Gaia Workers allow you to dynamically add or remove remote workers to your primary Gaia instance and tag those differently. Once a worker has been registered at your primary Gaia instance, new pipeline runs will be automatically scheduled to your worker by matching pipeline tags and worker tags.
While your pipeline run is executed at the remote worker, all pipeline run information like current job status, log output and run status, is transferred in real-time to the primary Gaia instance and can be observed via the UI.
The scheduler from the primary Gaia instance automatically monitors and detects the status from remote workers. If a worker goes down or loses the connection to the primary Gaia instance, it will automatically be flagged as inactive and no further pipeline runs will be scheduled to this node till the node is active again. Additionally, the primary Gaia instance also monitors the capacity from all workers. If a worker is busy, the pipeline run will be scheduled to a different worker or, if all workers are busy, waits in the queue until the next worker has free capacity again.

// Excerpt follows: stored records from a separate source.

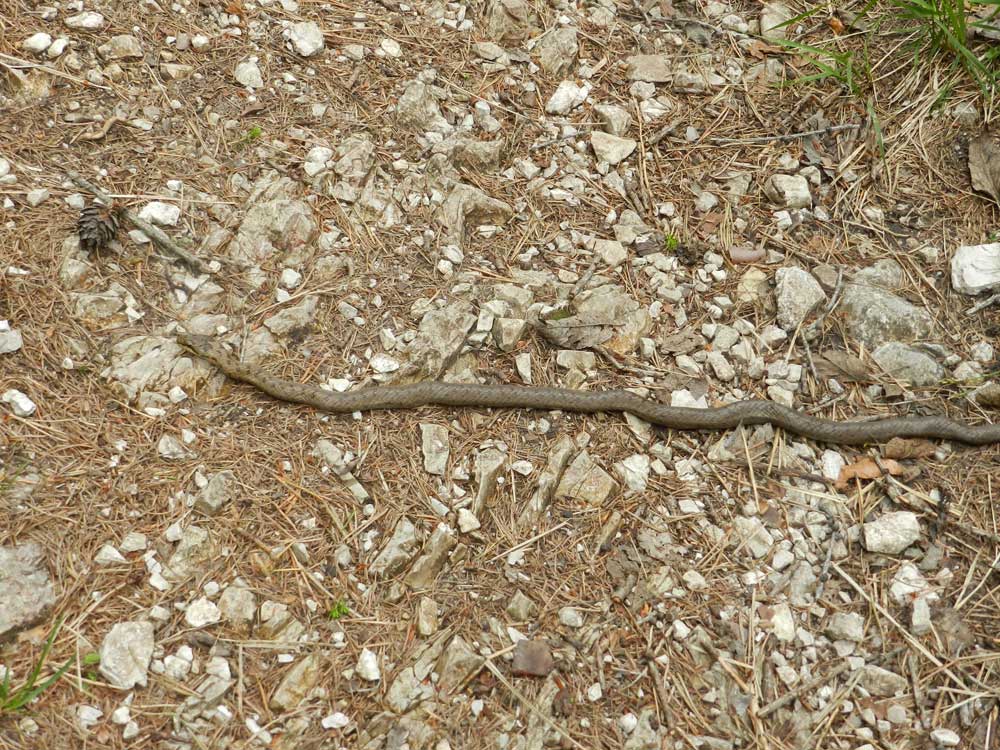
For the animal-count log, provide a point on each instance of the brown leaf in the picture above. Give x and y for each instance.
(842, 366)
(532, 659)
(866, 468)
(984, 165)
(903, 448)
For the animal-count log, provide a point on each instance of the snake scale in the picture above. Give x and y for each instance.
(751, 412)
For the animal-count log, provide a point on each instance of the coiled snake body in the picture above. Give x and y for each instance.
(751, 412)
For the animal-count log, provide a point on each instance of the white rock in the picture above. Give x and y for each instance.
(467, 521)
(89, 20)
(336, 720)
(945, 737)
(160, 213)
(10, 339)
(611, 148)
(108, 555)
(891, 533)
(248, 74)
(367, 667)
(201, 612)
(567, 96)
(21, 405)
(976, 268)
(37, 196)
(37, 43)
(125, 654)
(306, 37)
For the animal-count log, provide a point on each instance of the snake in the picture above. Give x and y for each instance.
(511, 396)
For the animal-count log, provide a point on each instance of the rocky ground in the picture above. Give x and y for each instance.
(592, 195)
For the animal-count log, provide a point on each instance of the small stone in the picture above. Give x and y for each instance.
(108, 555)
(306, 37)
(798, 295)
(20, 404)
(336, 720)
(571, 617)
(202, 612)
(37, 43)
(121, 47)
(520, 608)
(611, 252)
(160, 213)
(945, 737)
(125, 654)
(37, 196)
(88, 20)
(248, 74)
(434, 444)
(846, 626)
(650, 68)
(427, 617)
(10, 339)
(976, 268)
(532, 659)
(467, 521)
(789, 191)
(610, 148)
(567, 96)
(367, 667)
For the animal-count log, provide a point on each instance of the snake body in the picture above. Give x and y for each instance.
(750, 412)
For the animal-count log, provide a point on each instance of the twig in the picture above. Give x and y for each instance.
(154, 233)
(983, 304)
(102, 131)
(787, 136)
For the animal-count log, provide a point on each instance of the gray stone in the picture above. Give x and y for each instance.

On the initial startup of the Gaia primary instance, a random generated secret will be stored in the local Vault store. This secret can be obtained via the API and the UI (Settings -> Worker) by Gaia admins and should be used to register new workers at the primary instance. In case the secret has been leaked or intercepted, a Gaia admin can regenerate it via the API or the UI.
Once a worker has been registered at a Gaia primary instance, the primary instance generates a new pair of client certificates for this specific worker. That means, all further communication between the worker and the Gaia primary instance uses from that point mutual TLS, gRPC and a unique worker identifier which is validated on every request.
If a worker has been de-registered from the primary instance while the worker is still connected to the primary instance, the worker automatically removes its local pair of client certificates. The primary instance removes the worker from the registered worker table which implies that all further connection requests from this worker will be denied.